My favorite sport is basketball. Right now, it's about the only sport I like, or can follow. Hockey is OK, but they've just gotten over a lockout that lasted a full season, so my interest in the sport has waned considerably; and they never show any hockey games in Korea. Baseball is great come October, but I've never been able, since childhood, to get into it during the summer. Plus this season has been marred by the big steroid scandal, and these days has more in common with The Jerry Springer Show than what was once -- and hasn't been for a long, long time -- America's pastime.
That leads us to North America's remaining professional sport (though some would argue that hockey doesn't count anymore): football.
I used to love football with the same passion that I love basketball. Alas, no more. I've been away from home too long. AFN shows the games, but they're on early Monday mornings, before the sun has risen. I like football, but I like having a well-paying job more. No way could I stay up all night watching football and then go to work the next day. Kim Jong-Il has a better chance of making 11 holes-in-one in a round of golf.
To make matters worse, Monday Night Football, which I could sometimes watch, isn't shown live on the American Forces Network. They air it on Tuesday evening. When I'm working. There have been a couple of times that I've finished early and have been at home to watch it, but I never have the interest; who wants to watch a taped game? I usually, unintentionally, find out the final score while surfing the Internet at work, anyway.
I miss football, I really do. But I just don't think we were meant to be together. Sunday -- the entire day, from 10am to 12am, from early-September to late-January -- is an event, a ritual. Beer. Nachos. Chicken wings. Gambling. Beer. Pizza. Beer. Somehow, watching one crummy game, minus all the pre-game and post-game shows, and especially minus the beer, gambling and food, just doesn't cut it. I miss the whole experience. Watching football here is like getting to see only the opening scene of The Godfather, while back home it's like getting the entire trilogy (the pre/post-game shows and commercial breaks representing Part 3, any time Deion Sanders speaks representing Sofia Coppola's role).
It hurts even more this year because the Buffalo Bills, my favorite team since I was a kid, may actually have something going this year, with Willis Mcgahee at running back and JP Losman -- who is incidently not a tax attorney -- at QB. Of course, the Bills have been the league's proverbial whipping boy (is there a proverb about a whipping boy?
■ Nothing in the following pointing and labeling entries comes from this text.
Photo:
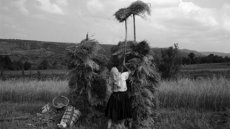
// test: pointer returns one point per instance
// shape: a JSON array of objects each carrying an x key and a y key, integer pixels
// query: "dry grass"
[
  {"x": 31, "y": 90},
  {"x": 213, "y": 94}
]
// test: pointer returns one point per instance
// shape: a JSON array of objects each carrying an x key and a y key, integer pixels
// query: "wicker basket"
[{"x": 60, "y": 102}]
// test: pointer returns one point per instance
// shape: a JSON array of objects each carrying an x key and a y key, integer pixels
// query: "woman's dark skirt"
[{"x": 118, "y": 106}]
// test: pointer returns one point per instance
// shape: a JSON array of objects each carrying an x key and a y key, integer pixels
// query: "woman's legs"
[{"x": 109, "y": 124}]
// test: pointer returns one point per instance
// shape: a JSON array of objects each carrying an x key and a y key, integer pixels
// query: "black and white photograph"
[{"x": 114, "y": 64}]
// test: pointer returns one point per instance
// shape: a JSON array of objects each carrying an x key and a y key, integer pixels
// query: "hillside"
[{"x": 55, "y": 52}]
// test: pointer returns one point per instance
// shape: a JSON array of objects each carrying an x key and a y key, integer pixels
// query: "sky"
[{"x": 202, "y": 25}]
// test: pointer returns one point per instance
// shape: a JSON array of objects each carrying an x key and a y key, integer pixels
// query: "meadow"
[{"x": 184, "y": 103}]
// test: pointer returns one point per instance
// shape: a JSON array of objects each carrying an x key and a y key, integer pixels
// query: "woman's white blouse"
[{"x": 119, "y": 81}]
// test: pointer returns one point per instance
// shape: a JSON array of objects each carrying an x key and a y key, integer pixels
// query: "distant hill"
[
  {"x": 55, "y": 52},
  {"x": 216, "y": 53}
]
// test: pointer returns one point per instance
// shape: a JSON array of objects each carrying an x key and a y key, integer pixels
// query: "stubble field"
[{"x": 184, "y": 103}]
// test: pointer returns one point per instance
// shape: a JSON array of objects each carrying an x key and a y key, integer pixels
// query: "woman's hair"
[{"x": 114, "y": 71}]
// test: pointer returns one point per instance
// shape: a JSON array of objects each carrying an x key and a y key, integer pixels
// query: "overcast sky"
[{"x": 202, "y": 25}]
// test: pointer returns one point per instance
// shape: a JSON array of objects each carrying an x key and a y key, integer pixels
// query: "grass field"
[
  {"x": 212, "y": 94},
  {"x": 205, "y": 70},
  {"x": 185, "y": 103}
]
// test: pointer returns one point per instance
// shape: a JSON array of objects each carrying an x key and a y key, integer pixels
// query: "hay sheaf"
[{"x": 122, "y": 14}]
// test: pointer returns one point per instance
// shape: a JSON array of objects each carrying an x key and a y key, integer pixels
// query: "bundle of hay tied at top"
[{"x": 122, "y": 14}]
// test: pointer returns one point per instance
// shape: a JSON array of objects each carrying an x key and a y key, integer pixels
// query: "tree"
[
  {"x": 169, "y": 63},
  {"x": 44, "y": 64},
  {"x": 122, "y": 15},
  {"x": 138, "y": 8},
  {"x": 27, "y": 65}
]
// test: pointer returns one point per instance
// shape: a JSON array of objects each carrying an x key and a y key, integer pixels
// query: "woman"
[{"x": 118, "y": 107}]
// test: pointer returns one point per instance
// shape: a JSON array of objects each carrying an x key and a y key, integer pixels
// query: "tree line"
[{"x": 211, "y": 58}]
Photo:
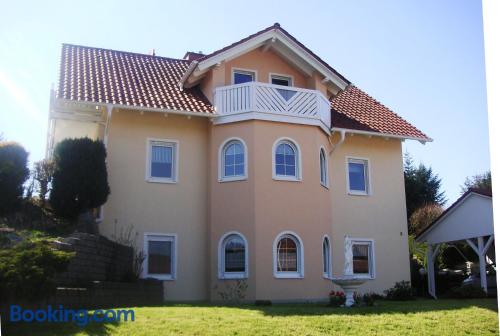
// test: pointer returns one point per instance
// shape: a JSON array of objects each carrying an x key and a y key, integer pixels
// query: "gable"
[
  {"x": 277, "y": 39},
  {"x": 264, "y": 63},
  {"x": 472, "y": 217}
]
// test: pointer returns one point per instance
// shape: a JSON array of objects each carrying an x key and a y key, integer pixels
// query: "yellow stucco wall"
[{"x": 180, "y": 208}]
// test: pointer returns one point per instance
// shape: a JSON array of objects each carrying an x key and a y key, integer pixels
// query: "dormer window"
[
  {"x": 281, "y": 80},
  {"x": 243, "y": 76}
]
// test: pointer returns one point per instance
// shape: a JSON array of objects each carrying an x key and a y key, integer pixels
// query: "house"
[
  {"x": 469, "y": 219},
  {"x": 254, "y": 162}
]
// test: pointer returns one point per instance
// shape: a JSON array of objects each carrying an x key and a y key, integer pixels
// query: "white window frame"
[
  {"x": 222, "y": 257},
  {"x": 298, "y": 161},
  {"x": 175, "y": 158},
  {"x": 300, "y": 256},
  {"x": 325, "y": 183},
  {"x": 328, "y": 274},
  {"x": 242, "y": 70},
  {"x": 169, "y": 237},
  {"x": 368, "y": 179},
  {"x": 222, "y": 147},
  {"x": 281, "y": 76},
  {"x": 371, "y": 256}
]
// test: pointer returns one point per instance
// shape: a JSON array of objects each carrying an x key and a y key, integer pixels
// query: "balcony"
[{"x": 254, "y": 100}]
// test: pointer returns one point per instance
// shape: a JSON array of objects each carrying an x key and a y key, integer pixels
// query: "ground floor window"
[
  {"x": 363, "y": 257},
  {"x": 159, "y": 250},
  {"x": 326, "y": 257},
  {"x": 233, "y": 256},
  {"x": 288, "y": 256}
]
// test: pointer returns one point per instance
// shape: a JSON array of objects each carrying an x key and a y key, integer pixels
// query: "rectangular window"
[
  {"x": 160, "y": 256},
  {"x": 358, "y": 176},
  {"x": 162, "y": 157},
  {"x": 362, "y": 258},
  {"x": 281, "y": 80},
  {"x": 242, "y": 76}
]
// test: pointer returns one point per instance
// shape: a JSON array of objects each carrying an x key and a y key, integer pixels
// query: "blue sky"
[{"x": 423, "y": 59}]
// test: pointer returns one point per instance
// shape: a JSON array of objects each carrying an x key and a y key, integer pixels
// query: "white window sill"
[
  {"x": 160, "y": 180},
  {"x": 229, "y": 276},
  {"x": 160, "y": 277},
  {"x": 286, "y": 178},
  {"x": 363, "y": 276},
  {"x": 358, "y": 193},
  {"x": 288, "y": 275},
  {"x": 232, "y": 179}
]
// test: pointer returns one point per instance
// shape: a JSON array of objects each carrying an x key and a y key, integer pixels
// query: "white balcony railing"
[{"x": 272, "y": 99}]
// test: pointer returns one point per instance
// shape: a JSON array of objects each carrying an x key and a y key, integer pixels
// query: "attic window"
[
  {"x": 243, "y": 76},
  {"x": 281, "y": 80}
]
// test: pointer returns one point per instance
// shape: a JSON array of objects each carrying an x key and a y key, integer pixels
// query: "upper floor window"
[
  {"x": 357, "y": 176},
  {"x": 233, "y": 259},
  {"x": 233, "y": 160},
  {"x": 160, "y": 256},
  {"x": 162, "y": 161},
  {"x": 323, "y": 168},
  {"x": 363, "y": 257},
  {"x": 288, "y": 256},
  {"x": 286, "y": 160},
  {"x": 281, "y": 80},
  {"x": 326, "y": 258},
  {"x": 243, "y": 76}
]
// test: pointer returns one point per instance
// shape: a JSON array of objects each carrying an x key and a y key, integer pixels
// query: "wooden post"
[{"x": 431, "y": 284}]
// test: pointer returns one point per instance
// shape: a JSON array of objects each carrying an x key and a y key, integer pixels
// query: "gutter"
[
  {"x": 340, "y": 142},
  {"x": 145, "y": 109},
  {"x": 188, "y": 73},
  {"x": 384, "y": 135}
]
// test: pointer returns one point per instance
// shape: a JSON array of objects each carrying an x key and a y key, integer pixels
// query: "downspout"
[
  {"x": 109, "y": 109},
  {"x": 340, "y": 142},
  {"x": 188, "y": 73}
]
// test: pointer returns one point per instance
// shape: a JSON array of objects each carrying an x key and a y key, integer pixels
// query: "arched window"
[
  {"x": 326, "y": 258},
  {"x": 233, "y": 160},
  {"x": 288, "y": 256},
  {"x": 233, "y": 258},
  {"x": 323, "y": 168},
  {"x": 286, "y": 159}
]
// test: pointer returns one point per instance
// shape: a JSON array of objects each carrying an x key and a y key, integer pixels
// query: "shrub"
[
  {"x": 43, "y": 172},
  {"x": 401, "y": 291},
  {"x": 337, "y": 299},
  {"x": 80, "y": 181},
  {"x": 27, "y": 270},
  {"x": 13, "y": 174}
]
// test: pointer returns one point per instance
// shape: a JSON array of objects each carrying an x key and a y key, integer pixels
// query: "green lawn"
[{"x": 421, "y": 317}]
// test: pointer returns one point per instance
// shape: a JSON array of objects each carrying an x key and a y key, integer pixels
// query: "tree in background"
[
  {"x": 13, "y": 174},
  {"x": 479, "y": 181},
  {"x": 80, "y": 181},
  {"x": 421, "y": 218},
  {"x": 43, "y": 172},
  {"x": 422, "y": 186}
]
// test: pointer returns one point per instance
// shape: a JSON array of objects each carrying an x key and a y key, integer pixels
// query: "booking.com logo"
[{"x": 80, "y": 317}]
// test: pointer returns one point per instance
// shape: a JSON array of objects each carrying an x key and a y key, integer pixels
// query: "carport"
[{"x": 469, "y": 219}]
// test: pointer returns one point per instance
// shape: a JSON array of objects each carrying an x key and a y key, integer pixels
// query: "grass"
[{"x": 421, "y": 317}]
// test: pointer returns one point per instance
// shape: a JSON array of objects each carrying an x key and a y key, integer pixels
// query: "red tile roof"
[
  {"x": 138, "y": 80},
  {"x": 482, "y": 192},
  {"x": 124, "y": 78},
  {"x": 354, "y": 109}
]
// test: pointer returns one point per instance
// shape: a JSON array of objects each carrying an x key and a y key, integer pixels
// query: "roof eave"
[{"x": 383, "y": 135}]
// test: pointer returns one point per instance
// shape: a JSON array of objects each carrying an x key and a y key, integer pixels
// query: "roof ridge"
[{"x": 125, "y": 52}]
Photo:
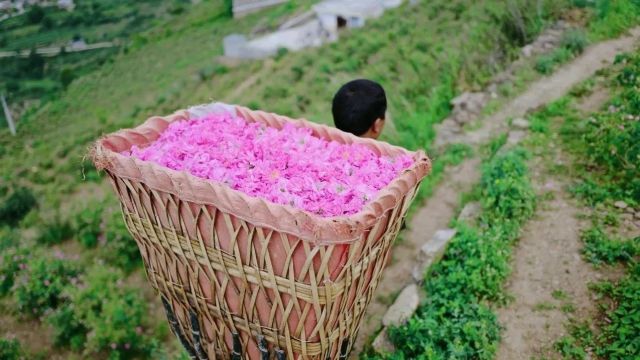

I don't think so; I just wrote it to sound like a football announcer) since, well, forever; but that fits perfectly considering I'm the Job of sports fandom: I cheer for the Leafs in hockey, the Red Sox in baseball (though no longer applicable), used to cheer for the Knicks in basketball -- I stopped supporting them for a variety of reasons, all of which are best saved to expound upon at a later date -- and the Bills in football. Oh, and I'm patiently waiting for Martin Scorsese to win the Best Director Oscar. I'm a fucking masochist.
As soon as the football season begins, I'll probably find myself checking out scores, and maybe the occassional taped MNF game. But come November, my heart lies with basketball. They show b-ball games here, see.
Long distance relationships never work.